L’édito de Fabrice Grosfilley : tombe la neige

Dans son édito de ce jeudi 9 janvier, Fabrice Grosfilley revient sur la neige et son traitement médiatique.

Vous n’y échapperez pas. La neige est sur toutes les lèvres ce matin. À la radio, à la télévision, sur les réseaux sociaux, mais aussi dans les conversations : en famille avec les enfants, au travail avec vos collègues, ce sera l’information du jour. Comme à chaque fois, on se demandera si les médias n’en font pas un peu trop. S’il n’y a pas autre chose à dire sur ce monde qui nous entoure.

Évidemment, la neige est un événement spectaculaire, visuel, télégénique. C’est peut-être pour cela que les télévisions sont suspectées d’en faire un peu trop. Mais c’est malgré tout une situation qui nous impacte et qui peut même avoir des conséquences importantes sur notre vie quotidienne.

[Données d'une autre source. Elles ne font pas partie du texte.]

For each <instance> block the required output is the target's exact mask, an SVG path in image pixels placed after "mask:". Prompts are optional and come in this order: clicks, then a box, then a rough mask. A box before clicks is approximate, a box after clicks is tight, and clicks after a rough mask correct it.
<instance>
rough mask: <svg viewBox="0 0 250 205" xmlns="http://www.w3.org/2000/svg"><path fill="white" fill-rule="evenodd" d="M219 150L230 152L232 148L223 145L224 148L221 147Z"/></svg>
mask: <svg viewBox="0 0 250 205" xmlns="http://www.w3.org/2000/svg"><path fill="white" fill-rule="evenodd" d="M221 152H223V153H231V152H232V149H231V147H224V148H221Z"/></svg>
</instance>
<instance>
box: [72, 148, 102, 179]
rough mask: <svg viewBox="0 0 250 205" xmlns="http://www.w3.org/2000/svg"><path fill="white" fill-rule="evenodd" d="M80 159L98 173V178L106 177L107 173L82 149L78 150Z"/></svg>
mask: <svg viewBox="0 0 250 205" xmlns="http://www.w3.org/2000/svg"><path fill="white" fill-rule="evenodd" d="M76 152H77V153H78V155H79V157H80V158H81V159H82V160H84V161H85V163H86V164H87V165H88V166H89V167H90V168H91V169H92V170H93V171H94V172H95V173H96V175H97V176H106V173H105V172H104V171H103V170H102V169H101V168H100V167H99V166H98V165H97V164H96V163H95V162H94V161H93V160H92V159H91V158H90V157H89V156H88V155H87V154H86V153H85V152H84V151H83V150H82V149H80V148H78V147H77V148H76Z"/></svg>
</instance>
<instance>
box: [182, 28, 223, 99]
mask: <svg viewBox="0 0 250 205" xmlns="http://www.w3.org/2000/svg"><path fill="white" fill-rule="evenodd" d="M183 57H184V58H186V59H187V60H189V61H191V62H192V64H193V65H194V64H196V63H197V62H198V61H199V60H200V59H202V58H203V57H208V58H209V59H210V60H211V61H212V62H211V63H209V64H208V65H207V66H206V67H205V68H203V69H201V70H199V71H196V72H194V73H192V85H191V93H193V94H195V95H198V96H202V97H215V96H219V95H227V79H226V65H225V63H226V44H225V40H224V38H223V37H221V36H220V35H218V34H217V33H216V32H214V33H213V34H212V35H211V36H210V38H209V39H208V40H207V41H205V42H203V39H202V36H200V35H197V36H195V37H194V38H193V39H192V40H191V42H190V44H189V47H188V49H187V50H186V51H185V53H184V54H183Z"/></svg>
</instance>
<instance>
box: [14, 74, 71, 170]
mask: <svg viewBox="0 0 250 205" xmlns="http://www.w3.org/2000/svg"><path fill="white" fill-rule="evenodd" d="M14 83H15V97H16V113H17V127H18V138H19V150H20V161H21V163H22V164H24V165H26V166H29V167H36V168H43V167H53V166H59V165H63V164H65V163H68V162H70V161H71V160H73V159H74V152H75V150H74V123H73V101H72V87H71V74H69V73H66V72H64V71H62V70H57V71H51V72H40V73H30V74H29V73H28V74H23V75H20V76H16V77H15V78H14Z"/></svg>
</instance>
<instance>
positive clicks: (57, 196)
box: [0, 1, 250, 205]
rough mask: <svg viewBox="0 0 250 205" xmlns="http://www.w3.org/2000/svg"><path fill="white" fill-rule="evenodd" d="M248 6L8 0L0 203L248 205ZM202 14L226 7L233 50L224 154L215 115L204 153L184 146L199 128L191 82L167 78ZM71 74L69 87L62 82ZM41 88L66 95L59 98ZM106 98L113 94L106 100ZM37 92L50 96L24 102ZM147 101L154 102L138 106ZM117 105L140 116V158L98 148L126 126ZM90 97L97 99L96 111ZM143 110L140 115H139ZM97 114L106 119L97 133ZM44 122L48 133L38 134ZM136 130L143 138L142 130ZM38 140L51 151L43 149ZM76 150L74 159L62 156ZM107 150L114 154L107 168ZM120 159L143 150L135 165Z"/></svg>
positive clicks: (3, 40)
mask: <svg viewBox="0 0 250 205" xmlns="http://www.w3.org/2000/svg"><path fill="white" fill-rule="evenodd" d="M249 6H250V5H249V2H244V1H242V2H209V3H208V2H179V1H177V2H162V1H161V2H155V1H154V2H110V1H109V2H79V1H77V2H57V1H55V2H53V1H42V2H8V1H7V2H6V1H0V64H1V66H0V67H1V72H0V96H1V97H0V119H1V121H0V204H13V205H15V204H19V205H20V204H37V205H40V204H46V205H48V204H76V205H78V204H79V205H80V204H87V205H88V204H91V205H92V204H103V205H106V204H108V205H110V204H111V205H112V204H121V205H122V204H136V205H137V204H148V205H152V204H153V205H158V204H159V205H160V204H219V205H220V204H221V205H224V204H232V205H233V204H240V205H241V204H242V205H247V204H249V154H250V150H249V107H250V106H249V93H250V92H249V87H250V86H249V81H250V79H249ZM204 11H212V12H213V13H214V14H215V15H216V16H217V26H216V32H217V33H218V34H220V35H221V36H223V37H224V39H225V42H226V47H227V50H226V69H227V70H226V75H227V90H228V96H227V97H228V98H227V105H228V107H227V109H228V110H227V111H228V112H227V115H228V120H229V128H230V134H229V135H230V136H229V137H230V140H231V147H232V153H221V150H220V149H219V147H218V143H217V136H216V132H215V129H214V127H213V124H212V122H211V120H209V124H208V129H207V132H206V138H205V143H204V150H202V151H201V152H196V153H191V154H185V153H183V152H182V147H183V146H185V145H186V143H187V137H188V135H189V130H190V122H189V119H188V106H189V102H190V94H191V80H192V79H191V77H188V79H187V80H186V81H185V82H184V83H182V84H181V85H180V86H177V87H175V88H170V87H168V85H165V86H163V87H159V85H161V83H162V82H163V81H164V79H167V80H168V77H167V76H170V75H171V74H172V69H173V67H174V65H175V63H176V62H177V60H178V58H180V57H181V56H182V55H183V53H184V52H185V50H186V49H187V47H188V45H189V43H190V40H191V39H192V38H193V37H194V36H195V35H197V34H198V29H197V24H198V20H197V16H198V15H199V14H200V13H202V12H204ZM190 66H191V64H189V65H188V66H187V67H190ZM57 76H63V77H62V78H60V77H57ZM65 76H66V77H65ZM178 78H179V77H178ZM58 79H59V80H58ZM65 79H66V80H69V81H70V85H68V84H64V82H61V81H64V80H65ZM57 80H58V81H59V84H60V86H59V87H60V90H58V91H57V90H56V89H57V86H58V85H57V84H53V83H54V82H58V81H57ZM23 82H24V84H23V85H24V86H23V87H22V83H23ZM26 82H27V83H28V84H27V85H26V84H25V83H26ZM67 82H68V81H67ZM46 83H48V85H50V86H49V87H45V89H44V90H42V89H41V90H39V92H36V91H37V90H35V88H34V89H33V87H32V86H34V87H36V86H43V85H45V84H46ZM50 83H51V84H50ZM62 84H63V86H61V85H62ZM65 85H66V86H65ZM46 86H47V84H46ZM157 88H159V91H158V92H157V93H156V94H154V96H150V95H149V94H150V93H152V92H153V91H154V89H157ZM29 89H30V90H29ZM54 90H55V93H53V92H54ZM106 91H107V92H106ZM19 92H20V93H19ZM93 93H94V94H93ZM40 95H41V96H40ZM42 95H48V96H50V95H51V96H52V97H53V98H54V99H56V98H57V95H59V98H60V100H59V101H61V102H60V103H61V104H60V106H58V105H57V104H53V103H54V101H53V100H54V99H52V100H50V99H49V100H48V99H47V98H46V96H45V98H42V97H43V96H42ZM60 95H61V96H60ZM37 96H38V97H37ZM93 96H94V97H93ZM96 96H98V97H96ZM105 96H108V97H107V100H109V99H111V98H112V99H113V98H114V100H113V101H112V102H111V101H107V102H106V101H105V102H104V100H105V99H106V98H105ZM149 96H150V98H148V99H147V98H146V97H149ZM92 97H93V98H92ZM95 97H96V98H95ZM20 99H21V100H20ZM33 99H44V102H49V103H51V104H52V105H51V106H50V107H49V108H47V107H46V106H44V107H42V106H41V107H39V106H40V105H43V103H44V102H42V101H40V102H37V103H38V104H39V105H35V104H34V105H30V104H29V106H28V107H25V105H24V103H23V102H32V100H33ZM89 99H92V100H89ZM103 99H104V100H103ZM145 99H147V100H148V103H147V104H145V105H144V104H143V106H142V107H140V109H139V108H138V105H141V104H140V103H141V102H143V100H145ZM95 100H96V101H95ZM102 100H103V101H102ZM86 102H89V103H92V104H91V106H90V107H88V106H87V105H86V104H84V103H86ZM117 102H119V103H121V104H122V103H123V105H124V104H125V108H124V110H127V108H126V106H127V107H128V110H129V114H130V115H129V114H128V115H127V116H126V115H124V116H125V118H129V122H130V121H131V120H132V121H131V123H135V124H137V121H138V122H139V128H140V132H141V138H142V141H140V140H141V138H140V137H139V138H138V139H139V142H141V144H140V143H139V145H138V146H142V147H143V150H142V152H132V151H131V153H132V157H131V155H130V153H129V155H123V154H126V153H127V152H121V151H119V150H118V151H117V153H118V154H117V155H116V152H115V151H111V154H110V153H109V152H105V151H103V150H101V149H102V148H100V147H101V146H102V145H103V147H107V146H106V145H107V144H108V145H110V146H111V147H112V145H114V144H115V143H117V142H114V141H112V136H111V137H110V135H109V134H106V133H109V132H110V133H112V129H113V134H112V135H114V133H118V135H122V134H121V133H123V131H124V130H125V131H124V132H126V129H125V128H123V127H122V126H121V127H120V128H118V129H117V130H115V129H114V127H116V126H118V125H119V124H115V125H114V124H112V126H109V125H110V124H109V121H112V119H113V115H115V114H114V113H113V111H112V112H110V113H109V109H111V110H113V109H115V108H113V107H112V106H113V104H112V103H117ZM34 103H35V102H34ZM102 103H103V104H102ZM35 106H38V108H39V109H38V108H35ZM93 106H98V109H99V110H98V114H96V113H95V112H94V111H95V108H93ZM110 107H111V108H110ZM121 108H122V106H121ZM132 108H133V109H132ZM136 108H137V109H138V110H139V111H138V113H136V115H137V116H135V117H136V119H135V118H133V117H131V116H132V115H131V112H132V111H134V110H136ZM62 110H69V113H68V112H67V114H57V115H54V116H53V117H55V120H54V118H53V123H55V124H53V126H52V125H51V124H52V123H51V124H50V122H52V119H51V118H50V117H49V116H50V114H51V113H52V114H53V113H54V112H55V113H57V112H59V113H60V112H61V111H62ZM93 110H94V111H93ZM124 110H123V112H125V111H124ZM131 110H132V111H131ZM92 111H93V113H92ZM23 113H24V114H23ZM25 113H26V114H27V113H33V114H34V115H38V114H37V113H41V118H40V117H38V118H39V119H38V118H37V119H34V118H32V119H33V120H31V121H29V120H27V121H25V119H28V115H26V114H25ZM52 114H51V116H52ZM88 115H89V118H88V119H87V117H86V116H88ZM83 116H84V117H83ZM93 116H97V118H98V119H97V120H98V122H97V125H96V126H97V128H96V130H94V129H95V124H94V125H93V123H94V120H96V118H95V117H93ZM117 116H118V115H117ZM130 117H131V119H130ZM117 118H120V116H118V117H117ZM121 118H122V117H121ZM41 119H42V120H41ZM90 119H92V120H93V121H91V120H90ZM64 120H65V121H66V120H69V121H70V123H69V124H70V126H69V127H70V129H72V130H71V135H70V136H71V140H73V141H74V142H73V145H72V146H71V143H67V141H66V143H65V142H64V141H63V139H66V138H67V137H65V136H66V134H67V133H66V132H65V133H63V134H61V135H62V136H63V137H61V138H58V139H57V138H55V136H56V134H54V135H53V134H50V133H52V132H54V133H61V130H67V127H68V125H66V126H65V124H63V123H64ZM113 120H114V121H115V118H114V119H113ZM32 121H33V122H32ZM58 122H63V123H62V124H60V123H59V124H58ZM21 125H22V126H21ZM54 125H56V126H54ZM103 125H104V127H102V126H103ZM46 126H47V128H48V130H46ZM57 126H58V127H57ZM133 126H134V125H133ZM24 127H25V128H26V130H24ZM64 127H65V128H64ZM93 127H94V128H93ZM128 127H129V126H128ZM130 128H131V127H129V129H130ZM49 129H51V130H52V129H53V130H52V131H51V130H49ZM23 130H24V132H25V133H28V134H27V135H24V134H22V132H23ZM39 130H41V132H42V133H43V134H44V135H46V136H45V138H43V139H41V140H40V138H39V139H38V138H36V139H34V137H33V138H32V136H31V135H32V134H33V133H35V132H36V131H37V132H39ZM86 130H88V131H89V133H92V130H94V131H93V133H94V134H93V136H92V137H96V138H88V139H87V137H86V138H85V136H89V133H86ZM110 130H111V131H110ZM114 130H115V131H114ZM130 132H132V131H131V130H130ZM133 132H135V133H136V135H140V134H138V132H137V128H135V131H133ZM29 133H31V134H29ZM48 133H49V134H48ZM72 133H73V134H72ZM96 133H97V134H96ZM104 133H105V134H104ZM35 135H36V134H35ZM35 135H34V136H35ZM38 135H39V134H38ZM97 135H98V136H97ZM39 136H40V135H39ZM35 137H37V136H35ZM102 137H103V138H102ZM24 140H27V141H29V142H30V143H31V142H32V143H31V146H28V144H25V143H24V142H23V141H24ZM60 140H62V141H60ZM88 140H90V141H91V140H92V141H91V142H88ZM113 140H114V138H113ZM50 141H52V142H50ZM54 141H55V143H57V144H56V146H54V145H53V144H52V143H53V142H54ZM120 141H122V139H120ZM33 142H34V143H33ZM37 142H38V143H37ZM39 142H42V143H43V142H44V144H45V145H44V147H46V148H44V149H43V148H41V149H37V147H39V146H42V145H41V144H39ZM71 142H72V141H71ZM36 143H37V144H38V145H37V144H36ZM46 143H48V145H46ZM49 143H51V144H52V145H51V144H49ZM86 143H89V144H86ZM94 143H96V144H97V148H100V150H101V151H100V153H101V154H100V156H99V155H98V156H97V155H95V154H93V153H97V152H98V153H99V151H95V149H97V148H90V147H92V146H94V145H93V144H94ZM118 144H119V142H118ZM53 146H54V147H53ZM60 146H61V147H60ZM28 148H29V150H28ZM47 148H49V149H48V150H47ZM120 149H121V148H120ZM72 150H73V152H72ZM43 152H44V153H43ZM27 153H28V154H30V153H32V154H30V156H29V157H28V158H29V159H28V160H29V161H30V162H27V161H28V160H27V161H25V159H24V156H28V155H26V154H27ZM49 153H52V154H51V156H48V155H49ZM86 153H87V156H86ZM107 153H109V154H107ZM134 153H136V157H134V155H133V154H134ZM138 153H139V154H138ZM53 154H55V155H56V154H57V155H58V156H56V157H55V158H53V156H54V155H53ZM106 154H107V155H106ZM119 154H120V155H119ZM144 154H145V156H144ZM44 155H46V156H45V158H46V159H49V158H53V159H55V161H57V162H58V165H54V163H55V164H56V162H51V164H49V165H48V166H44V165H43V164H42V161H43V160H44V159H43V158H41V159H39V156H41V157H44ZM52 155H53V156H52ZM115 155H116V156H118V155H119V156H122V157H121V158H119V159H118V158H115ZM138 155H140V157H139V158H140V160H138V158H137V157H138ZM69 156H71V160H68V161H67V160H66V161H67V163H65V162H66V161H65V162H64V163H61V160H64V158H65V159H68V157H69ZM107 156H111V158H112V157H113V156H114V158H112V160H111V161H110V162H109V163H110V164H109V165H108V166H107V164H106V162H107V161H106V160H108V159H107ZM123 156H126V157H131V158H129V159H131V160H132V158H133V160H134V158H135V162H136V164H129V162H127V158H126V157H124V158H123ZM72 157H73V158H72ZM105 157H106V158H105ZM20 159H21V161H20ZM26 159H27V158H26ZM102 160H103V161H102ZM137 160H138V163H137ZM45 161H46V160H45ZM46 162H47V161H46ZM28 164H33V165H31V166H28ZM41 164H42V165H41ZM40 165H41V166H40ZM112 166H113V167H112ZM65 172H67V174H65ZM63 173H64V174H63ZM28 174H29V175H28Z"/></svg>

Il est donc légitime d’en parler. La première conséquence à laquelle on pense, c’est évidemment la mobilité. Les médias sont dans leur rôle quand ils vous expliquent que celle-ci peut être contrariée par une neige abondante. Ils remplissent aussi une mission d’alerte importante lorsqu’ils appellent les automobilistes à la prudence. La neige, c’est aussi, à chaque fois, de la tôle froissée. Non, on ne peut pas conduire comme d’habitude lorsqu’il y a de la neige sous les pneumatiques. Et oui, si vous avez des pneus été, il est conseillé de ne pas sortir. On répétera donc ces consignes ce matin : évitez de prendre le volant et privilégiez les transports en commun.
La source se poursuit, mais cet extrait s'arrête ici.